Calculate Coefficients of 2nd Order Butterworth Low Pass Filter

Here you go. ff is the frequency ratio, 0.1 in your case:

    const double ita =1.0/ tan(M_PI*ff);
    const double q=sqrt(2.0);
    b0 = 1.0 / (1.0 + q*ita + ita*ita);
    b1= 2*b0;
    b2= b0;
    a1 = 2.0 * (ita*ita - 1.0) * b0;
    a2 = -(1.0 - q*ita + ita*ita) * b0;

and the result is:

b0=0.0674553
b1=0.134911
b2=0.0674553
a1=1.14298
a2=-0.412802

For those wondering where those magical formulas from the other answers come from, here's a derivation following this example.

Starting with the transfer function for the Butterworth filter

G(s) = wc^2 / (s^2 + s*sqrt(2)*wc + wc^2)

where wc is the cutoff frequency, apply the bilinear z-transform, i.e. substitute s = 2/T*(1-z^-1)/(1+z^-1):

G(z) = wc^2 / ((2/T*(1-z^-1)/(1+z^-1))^2 + (2/T*(1-z^-1)/(1+z^-1))*sqrt(2)*wc + wc^2)

T is the sampling period [s].

The cutoff frequency needs to be pre-warped to compensate for the nonlinear relation between analog and digital frequency introduced by the z-transform:

wc = 2/T * tan(wd*T/2)

where wd is the desired cutoff frequency [rad/s].

Let C = tan(wd*T/2), for convenience, so that wc = 2/T*C.

Substituting this into the equation, the 2/T factors drop out:

G(z) = C^2 / ((1-z^-1)/(1+z^-1))^2 + (1-z^-1)/(1+z^-1)*sqrt(2)*C + C^2)

Multiply the numerator and denominator by (1+z^-1)^2 and expand, which yields:

G(z) = C^2*(1 + 2*z^-1 + z^-2) / (1 + sqrt(2)*C + C^2 + 2*(C^2-1)*z^-1 + (1-sqrt(2)*C+C^2)*z^-2')

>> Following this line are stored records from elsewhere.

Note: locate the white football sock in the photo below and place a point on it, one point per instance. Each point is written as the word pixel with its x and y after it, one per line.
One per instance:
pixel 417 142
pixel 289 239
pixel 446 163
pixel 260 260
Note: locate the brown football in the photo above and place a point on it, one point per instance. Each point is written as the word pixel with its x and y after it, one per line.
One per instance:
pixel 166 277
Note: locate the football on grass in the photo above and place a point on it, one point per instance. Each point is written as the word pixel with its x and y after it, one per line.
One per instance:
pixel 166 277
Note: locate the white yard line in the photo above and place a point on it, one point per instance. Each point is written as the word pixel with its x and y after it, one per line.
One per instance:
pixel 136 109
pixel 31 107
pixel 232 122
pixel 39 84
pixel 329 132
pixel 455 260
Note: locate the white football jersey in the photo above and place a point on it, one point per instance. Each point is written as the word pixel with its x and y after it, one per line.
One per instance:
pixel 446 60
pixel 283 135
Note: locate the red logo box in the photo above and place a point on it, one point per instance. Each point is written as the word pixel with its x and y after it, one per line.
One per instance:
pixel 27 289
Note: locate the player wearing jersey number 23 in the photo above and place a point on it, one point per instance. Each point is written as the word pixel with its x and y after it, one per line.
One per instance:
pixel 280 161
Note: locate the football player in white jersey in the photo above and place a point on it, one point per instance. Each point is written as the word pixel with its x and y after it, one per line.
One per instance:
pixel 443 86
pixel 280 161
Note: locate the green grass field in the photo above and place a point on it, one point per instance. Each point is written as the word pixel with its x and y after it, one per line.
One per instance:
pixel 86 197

Now, divide both numerator and denominator by the constant term from the denominator. For convenience, let D = 1 + sqrt(2)*C + C^2:

G(z) = C^2/D*(1 + 2*z^-1 + z^-2) / (1 + 2*(C^2-1)/D*z^-1 + (1-sqrt(2)*C+C^2)/D*z^-2')

This form is equivalent to the one we are looking for:

G(z) = (b0 + b1*z^-1 + b2*z^-1) / (1 + a1*z^-1 +a2*z^-2)

So we get the coefficients by equating them:

a0 = 1

a1 = 2*(C^2-1)/D

a2 = (1-sqrt(2)*C+C^2)/D

b0 = C^2/D

b1 = 2*b0

b2 = b0

where, again, D = 1 + sqrt(2)*C + C^2, C = tan(wd*T/2), wd is the desired cutoff frequency [rad/s], T is the sampling period [s].

You can use this link to get the coefficients of n-order Butterworth filter with specific sample rate and cut of frequency. In order to test the result. You can use MATLAB to obtain the coefficients and compare with program's output

http://www.exstrom.com/journal/sigproc

fnorm = f_cutoff/(f_sample_rate/2); % normalized cut off freq, http://www.exstrom.com/journal/sigproc
% Low pass Butterworth filter of order N
[b1, a1] = butter(nth_order, fnorm,'low');